At last he paused within range, and she lifted her bow and let fly the slender feathered arrows, one after the other. But each fell short, or to the left or right. She could not believe it! She was justly proud of her skill with the bow and the target seemed an easy one. How could she have missed? The hart stared at her calmly, unafraid.

She urged Hunydd to go faster, but the hart sensed the change of pace and fled even more fleetly from her. The forest became thicker, darker, wilder. Branches nearly knocked her from the saddle, gouged a shallow cut along the flank of the mare. Normally Viviane would have stopped at this injury, but now she could think of nothing but the creature ahead of her, and how much she wanted . . . no, how much she needed to bring it down. More than once it paused within range, and more than once an arrow that left her bow true turned falsely aside before it reached its mark.

It was Hunydd who first sensed enchantment – and refused to go further no matter how hard her mistress drove her on.

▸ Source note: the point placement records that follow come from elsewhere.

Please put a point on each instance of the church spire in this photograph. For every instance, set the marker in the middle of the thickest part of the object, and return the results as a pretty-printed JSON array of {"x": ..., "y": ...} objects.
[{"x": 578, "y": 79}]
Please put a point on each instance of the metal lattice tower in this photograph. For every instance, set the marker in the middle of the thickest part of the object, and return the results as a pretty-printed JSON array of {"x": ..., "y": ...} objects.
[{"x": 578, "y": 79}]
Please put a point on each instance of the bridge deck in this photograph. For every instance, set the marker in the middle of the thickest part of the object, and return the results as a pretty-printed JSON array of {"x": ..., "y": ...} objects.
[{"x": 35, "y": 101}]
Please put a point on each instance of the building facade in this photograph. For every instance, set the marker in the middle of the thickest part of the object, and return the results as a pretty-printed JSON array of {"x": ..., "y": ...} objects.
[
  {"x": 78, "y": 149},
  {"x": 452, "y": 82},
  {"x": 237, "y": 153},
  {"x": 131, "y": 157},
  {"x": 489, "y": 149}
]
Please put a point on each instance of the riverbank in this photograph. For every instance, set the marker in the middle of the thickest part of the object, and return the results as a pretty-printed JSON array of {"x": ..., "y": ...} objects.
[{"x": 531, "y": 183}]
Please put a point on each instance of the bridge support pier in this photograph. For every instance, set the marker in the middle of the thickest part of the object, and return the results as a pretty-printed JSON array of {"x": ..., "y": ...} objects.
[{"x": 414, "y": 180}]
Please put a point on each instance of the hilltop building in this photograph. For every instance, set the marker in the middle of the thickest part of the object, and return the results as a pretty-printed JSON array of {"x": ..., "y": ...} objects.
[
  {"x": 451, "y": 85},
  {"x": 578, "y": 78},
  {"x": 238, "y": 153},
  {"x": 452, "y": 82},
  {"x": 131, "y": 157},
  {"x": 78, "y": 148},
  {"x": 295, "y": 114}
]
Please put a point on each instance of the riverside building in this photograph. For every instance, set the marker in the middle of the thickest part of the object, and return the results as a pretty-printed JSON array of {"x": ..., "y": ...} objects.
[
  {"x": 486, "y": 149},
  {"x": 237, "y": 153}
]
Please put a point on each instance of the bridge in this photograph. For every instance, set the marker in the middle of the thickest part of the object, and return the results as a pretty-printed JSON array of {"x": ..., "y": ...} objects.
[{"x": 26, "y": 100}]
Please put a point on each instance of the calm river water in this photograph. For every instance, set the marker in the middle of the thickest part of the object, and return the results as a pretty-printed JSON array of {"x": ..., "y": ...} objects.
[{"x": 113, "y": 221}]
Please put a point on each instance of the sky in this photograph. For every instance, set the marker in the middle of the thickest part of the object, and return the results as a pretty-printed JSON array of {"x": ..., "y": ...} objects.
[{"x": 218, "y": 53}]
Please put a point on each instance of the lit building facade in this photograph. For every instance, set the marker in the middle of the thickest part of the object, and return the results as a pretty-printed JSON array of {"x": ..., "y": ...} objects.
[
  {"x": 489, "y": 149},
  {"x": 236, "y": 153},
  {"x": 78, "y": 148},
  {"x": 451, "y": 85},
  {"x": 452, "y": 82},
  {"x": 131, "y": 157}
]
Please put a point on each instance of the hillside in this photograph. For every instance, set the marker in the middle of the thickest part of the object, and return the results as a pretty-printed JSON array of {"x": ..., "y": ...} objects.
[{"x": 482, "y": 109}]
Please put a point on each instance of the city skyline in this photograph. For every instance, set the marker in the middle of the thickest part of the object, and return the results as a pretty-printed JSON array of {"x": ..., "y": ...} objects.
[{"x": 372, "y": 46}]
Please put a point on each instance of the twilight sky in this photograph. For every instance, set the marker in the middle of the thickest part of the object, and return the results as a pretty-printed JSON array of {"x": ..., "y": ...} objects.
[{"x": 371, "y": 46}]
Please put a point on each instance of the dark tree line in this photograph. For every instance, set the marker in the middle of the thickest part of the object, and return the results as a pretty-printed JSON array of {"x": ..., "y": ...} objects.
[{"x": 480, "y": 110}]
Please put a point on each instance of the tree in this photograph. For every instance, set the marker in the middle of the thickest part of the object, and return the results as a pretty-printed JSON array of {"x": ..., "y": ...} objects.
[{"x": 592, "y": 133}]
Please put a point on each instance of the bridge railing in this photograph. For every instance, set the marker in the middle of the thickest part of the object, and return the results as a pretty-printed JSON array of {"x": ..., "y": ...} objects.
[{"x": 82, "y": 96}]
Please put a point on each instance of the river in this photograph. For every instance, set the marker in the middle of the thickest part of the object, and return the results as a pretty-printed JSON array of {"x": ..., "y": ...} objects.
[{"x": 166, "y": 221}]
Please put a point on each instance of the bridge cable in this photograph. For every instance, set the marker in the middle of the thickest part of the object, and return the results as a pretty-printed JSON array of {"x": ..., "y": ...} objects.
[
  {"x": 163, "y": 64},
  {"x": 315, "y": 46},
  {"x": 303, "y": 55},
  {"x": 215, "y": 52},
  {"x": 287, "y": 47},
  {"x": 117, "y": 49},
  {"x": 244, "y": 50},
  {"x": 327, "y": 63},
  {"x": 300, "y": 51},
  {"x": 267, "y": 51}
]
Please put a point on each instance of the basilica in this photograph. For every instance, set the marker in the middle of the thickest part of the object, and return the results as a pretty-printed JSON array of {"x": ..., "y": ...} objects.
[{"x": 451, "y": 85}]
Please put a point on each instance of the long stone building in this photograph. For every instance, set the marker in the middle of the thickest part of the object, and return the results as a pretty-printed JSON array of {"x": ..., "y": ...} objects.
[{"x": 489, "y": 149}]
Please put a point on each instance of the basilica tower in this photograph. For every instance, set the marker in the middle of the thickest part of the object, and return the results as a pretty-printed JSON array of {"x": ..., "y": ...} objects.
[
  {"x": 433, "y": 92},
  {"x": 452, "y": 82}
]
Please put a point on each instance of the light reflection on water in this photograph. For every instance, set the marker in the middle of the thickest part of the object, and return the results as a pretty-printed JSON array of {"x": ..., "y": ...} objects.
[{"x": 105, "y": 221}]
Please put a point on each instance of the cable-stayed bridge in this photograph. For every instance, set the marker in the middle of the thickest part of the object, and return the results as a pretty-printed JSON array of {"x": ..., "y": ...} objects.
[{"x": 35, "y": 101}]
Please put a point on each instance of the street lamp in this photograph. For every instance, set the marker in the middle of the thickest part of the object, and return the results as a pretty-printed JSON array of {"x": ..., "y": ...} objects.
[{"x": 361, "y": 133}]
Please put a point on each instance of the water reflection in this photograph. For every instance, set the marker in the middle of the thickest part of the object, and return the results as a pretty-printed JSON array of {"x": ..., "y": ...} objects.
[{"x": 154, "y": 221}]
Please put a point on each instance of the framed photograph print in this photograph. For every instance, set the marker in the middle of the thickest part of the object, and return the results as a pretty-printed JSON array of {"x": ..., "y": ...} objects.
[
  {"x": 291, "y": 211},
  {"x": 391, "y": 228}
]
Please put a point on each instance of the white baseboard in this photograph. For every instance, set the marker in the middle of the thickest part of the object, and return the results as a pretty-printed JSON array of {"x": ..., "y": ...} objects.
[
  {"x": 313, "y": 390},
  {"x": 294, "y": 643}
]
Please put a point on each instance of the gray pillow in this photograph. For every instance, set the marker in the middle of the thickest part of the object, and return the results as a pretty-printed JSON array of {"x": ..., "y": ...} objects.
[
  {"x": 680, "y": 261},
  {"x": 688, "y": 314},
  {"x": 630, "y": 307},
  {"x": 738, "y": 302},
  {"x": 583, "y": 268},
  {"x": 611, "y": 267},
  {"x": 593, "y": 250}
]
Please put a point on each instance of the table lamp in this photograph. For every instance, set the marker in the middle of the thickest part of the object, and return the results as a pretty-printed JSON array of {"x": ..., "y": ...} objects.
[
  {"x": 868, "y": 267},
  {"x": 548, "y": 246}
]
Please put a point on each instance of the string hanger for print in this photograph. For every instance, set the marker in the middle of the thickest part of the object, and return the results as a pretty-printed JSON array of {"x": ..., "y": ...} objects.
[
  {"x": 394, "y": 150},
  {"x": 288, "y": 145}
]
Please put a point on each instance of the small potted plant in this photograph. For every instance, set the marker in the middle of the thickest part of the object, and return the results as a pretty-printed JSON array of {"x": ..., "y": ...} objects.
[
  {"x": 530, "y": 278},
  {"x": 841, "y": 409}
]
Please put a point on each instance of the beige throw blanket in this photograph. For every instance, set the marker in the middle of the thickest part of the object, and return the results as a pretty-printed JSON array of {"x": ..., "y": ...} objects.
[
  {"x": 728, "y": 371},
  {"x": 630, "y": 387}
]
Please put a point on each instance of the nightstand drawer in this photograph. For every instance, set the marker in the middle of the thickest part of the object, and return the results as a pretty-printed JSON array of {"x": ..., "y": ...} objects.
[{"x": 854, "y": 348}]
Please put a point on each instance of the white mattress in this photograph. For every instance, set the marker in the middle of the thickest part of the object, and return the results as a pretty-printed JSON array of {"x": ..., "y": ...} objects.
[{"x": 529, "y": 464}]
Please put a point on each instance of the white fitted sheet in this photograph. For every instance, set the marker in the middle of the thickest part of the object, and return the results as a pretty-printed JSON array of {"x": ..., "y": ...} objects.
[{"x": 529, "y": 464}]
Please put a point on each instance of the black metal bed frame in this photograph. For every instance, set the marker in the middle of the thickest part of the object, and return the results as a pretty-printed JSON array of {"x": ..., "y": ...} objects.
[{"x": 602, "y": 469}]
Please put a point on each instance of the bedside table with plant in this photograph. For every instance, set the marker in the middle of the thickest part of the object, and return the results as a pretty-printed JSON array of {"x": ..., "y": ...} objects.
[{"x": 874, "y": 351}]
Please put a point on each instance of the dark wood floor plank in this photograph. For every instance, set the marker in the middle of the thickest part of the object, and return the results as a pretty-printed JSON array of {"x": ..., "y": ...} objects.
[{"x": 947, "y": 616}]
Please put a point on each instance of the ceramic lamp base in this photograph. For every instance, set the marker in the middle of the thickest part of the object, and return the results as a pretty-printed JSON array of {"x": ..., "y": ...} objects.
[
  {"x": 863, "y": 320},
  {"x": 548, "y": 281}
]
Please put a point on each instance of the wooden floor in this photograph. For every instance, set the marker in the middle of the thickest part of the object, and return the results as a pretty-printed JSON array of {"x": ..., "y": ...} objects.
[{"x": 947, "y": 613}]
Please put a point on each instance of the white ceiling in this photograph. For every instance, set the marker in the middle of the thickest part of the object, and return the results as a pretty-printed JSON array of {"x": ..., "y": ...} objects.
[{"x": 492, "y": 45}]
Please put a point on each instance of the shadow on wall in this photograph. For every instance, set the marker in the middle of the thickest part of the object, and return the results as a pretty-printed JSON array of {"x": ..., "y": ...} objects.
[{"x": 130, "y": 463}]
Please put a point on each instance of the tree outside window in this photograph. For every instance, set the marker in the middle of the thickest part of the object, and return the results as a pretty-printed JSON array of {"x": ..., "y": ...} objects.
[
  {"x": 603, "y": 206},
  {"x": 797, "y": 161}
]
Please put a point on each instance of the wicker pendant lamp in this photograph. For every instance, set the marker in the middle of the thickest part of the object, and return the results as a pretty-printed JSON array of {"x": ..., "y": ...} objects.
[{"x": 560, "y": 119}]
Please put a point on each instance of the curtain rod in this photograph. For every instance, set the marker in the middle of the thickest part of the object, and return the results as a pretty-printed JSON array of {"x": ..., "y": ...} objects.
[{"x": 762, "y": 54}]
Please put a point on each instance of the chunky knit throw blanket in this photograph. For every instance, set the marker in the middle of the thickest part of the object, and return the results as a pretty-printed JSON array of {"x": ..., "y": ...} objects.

Impatiently Viviane slid from her back and pursued the creature on foot, caring nothing that the forest was full of wild boars, and that the hart itself was fiercely antlered.

The forest grew darker and so thick that the young woman could scarcely force her way through. Brambles scratched her bare ankles and arms, and tore at her hunting tunic. The thick coil of copper-red hair, once so neatly piled that it resembled a crown, was now loosened by a passing branch and tumbled round her shoulders and down her back. She pushed it from her face, scarcely aware of what was happening to her. The animal was out of sight but she was following the sound of it. All that she could think of was that she must see it again . . . that she must face it . . . that she must look into its eyes . . .

Suddenly she was alone in a terrible silence. She stood still, like an animal herself, her head tilted, listening, her nostrils sniffing the air. But her prey had vanished as mysteriously as it had come.

For a long while she stood there, catching her breath, trembling with the strain of the pursuit, at first not even considering her plight, so far from her companions, so deep inside the forest. But gradually as she rested, she became more aware of her predicament. She put an ear to the ground, hoping to catch the vibrations of the other horses, or perhaps of her faithful Hunydd coming to look for her. But there was no sound – except occasionally the soft rustle of a leaf falling from a tree.